The Omega Hollow hissed without a mouth. Its tendrils recoiled under the Wheel's light, sizzling like ice in flame. The battlefield blazed with molten gold. Soldiers shielded their eyes.
Shun gasped as the tendrils around his legs weakened. He raised his sword, silver ether glimmering in his trembling grasp. His eyes locked on Xin, a faint smile breaking through the sweat and the fear. A look that said it's all right. A look that carried calmness, radiance, assurance.
But the shadow did not care for radiance.
A tendril speared through his leg.
The sound was soft. A wet crack, a breath stolen too soon. Shun's mouth opened, a spray of red across his the floor , his sword slipping in his grasp. The tendril pulsed, burrowing deeper, tethering him to the void's embrace.

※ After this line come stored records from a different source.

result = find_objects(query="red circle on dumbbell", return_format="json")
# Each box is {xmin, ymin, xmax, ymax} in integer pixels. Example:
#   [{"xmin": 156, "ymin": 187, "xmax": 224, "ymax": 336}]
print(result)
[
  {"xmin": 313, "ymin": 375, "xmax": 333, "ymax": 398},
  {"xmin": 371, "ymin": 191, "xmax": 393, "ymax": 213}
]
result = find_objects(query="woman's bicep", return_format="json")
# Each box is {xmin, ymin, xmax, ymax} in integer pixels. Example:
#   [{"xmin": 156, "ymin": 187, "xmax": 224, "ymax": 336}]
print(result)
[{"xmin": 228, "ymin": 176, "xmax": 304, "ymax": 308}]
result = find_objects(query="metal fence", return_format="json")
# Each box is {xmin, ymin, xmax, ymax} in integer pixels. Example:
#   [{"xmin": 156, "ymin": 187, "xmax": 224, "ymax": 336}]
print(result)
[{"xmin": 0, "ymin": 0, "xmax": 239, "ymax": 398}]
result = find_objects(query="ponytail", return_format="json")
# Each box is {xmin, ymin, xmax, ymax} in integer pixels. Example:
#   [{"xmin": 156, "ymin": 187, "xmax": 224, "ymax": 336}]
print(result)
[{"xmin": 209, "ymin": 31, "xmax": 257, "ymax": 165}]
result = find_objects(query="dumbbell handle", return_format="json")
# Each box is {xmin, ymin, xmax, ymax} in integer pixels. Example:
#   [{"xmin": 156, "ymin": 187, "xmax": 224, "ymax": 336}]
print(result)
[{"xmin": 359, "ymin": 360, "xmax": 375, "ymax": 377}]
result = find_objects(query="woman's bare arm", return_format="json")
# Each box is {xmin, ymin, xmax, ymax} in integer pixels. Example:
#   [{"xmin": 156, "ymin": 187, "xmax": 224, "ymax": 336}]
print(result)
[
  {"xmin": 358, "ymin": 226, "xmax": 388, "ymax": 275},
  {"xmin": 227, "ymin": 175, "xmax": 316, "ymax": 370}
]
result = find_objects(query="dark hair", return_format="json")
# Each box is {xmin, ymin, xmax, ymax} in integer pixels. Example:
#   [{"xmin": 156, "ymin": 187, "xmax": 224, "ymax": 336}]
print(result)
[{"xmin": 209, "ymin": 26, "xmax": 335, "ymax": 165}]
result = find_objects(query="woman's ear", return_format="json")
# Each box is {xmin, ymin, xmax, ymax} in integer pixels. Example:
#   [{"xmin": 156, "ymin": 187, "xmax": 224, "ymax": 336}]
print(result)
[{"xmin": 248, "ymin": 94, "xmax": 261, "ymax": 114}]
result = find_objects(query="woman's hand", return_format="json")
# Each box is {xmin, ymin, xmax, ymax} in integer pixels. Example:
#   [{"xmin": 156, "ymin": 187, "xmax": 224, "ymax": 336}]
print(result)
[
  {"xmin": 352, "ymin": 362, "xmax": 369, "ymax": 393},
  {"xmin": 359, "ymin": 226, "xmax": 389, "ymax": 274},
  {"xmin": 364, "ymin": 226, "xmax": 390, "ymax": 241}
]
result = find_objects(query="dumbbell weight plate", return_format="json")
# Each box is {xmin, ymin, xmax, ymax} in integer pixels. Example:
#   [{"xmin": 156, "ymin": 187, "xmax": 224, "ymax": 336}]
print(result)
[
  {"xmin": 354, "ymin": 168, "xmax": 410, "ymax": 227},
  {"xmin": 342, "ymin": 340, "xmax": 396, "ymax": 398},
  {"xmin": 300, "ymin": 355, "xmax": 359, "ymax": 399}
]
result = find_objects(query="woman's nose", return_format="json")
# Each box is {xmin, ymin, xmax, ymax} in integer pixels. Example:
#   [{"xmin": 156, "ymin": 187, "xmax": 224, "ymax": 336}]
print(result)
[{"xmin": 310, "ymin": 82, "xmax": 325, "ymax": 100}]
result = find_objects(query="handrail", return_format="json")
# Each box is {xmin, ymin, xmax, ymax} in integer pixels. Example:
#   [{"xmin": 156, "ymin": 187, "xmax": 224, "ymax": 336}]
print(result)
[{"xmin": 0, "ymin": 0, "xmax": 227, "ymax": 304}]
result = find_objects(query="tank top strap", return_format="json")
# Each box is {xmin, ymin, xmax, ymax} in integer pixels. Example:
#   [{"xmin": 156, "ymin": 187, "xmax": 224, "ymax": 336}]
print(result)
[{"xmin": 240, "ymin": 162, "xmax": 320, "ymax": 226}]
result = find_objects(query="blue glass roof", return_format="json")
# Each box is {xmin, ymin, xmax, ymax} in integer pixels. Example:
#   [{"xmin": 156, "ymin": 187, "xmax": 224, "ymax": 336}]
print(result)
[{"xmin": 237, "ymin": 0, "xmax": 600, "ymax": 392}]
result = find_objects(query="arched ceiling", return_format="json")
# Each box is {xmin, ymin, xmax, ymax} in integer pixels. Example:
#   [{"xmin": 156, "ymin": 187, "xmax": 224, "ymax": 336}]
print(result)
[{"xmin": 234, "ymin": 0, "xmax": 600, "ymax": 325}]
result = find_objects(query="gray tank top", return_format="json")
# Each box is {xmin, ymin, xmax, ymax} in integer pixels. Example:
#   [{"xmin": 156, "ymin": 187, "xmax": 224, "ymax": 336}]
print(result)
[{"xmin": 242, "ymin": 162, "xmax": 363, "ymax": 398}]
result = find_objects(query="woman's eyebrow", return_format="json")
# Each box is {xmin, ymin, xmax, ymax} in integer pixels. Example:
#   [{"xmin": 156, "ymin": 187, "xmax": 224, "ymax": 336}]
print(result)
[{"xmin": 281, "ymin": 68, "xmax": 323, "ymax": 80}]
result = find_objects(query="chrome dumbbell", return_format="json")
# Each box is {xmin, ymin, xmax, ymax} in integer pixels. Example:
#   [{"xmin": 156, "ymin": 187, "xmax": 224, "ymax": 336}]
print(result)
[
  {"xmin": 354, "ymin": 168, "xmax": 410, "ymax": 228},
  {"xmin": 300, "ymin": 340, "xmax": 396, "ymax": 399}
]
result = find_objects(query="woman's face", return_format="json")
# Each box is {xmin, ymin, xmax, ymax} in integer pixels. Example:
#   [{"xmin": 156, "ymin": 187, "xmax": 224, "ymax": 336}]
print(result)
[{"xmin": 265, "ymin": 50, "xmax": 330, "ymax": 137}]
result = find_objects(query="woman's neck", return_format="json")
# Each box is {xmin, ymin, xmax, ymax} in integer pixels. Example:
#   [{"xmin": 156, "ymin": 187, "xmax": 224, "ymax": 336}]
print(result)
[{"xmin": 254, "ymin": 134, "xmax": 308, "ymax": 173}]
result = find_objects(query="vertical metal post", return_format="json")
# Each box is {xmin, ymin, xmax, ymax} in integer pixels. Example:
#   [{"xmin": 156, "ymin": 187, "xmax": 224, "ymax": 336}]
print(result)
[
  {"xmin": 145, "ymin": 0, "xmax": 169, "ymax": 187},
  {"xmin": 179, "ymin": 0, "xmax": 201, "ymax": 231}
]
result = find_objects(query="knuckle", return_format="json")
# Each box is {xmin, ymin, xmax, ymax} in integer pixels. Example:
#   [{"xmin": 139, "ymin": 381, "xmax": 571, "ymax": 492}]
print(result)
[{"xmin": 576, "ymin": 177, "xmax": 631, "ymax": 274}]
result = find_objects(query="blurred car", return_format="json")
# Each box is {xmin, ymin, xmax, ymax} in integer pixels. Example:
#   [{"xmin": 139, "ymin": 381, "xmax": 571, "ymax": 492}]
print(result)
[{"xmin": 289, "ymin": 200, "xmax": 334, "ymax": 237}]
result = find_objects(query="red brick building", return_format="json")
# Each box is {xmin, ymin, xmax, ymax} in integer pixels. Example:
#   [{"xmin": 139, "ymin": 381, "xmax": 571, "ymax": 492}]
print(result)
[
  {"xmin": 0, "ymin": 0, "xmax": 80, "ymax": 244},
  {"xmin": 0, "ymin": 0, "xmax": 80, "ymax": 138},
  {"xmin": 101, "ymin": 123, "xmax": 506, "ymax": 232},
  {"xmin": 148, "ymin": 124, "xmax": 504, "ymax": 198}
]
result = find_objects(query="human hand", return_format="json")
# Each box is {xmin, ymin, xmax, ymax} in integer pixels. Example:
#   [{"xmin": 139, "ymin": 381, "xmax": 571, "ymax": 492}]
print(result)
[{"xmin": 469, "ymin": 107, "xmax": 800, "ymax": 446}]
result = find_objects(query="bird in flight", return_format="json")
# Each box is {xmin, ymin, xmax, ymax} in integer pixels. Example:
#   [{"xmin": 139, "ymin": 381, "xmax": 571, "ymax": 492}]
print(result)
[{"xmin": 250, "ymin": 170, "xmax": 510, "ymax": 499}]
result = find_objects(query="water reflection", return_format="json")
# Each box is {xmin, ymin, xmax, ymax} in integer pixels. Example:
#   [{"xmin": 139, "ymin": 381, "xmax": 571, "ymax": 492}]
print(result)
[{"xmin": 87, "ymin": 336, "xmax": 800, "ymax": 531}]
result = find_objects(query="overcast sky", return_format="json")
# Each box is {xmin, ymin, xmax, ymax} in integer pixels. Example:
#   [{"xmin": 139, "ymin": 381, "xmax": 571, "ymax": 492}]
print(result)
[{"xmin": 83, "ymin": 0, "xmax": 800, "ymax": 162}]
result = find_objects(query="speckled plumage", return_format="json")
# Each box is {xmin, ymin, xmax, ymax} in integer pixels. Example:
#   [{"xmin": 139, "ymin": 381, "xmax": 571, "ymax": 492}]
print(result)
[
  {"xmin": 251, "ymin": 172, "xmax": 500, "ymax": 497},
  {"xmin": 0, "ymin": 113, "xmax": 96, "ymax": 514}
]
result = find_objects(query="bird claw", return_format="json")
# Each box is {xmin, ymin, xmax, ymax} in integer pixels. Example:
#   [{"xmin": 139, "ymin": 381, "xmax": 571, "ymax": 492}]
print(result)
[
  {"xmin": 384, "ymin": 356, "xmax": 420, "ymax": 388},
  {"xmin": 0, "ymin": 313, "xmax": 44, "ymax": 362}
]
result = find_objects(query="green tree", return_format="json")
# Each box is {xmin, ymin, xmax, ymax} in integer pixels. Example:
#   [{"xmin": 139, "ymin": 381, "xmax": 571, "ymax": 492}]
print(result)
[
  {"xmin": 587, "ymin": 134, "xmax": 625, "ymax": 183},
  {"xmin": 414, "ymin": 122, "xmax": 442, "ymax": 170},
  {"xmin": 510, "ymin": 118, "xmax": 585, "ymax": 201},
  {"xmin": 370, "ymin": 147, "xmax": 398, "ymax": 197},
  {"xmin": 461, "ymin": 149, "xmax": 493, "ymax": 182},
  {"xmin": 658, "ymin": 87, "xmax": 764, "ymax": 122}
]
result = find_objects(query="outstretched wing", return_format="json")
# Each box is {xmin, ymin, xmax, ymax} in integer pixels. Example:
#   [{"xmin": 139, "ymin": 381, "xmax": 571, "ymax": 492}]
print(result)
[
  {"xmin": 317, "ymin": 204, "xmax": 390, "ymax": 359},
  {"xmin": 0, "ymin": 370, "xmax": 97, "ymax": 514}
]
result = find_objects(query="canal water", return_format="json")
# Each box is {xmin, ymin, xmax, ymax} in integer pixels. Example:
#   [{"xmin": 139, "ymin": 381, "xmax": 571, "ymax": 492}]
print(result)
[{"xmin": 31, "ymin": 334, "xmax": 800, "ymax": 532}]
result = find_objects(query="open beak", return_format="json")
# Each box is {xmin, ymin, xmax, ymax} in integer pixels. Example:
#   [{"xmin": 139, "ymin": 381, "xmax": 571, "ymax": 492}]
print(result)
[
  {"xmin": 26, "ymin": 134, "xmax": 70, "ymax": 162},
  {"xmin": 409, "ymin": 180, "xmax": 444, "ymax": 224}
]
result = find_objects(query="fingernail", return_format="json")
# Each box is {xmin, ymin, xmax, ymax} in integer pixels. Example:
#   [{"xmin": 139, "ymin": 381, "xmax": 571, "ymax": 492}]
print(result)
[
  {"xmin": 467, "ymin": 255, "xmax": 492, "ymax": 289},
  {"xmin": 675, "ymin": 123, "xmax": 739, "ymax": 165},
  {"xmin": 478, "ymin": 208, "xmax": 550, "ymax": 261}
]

Xin's scream tore from his throat, raw and broken. He forced his body upright, chaos and golden light entwining his veins. The Dharma Wheel spun above him, spokes warping, flaring brighter, pressing the Hollow back one inch at a time.
The Omega Hollow's crown tilted. More tendrils rose but faltered under the Wheel's glow. Shadows split like ink under a blade. For the first time, it hesitated.
Shun stumbled forward, coughing blood, the tendril still in his leg but loosening under the Wheel's power. His hand reached toward Xin, fingers trembling.
The Wheel roared, each rotation hammering the battlefield with golden shockwaves.
The Hollow's body shifted, its shimmer twisting into a deeper hue. Its faceless crown pulsed once, then again, as if preparing something worse.
Xin's grip tightened on the invocation mark, sweat and blood running down his face.
The Wheel spun faster, golden fire licking the shadows, burning paths into the stone. For a heartbeat it looked like the Hollow might break.
Then, in the heart of the glow, the Hollow moved again.
The cliff edge trembled. The Wheel blazed. Shun's blood dripped onto the stone.
And everything hung between salvation and ruin.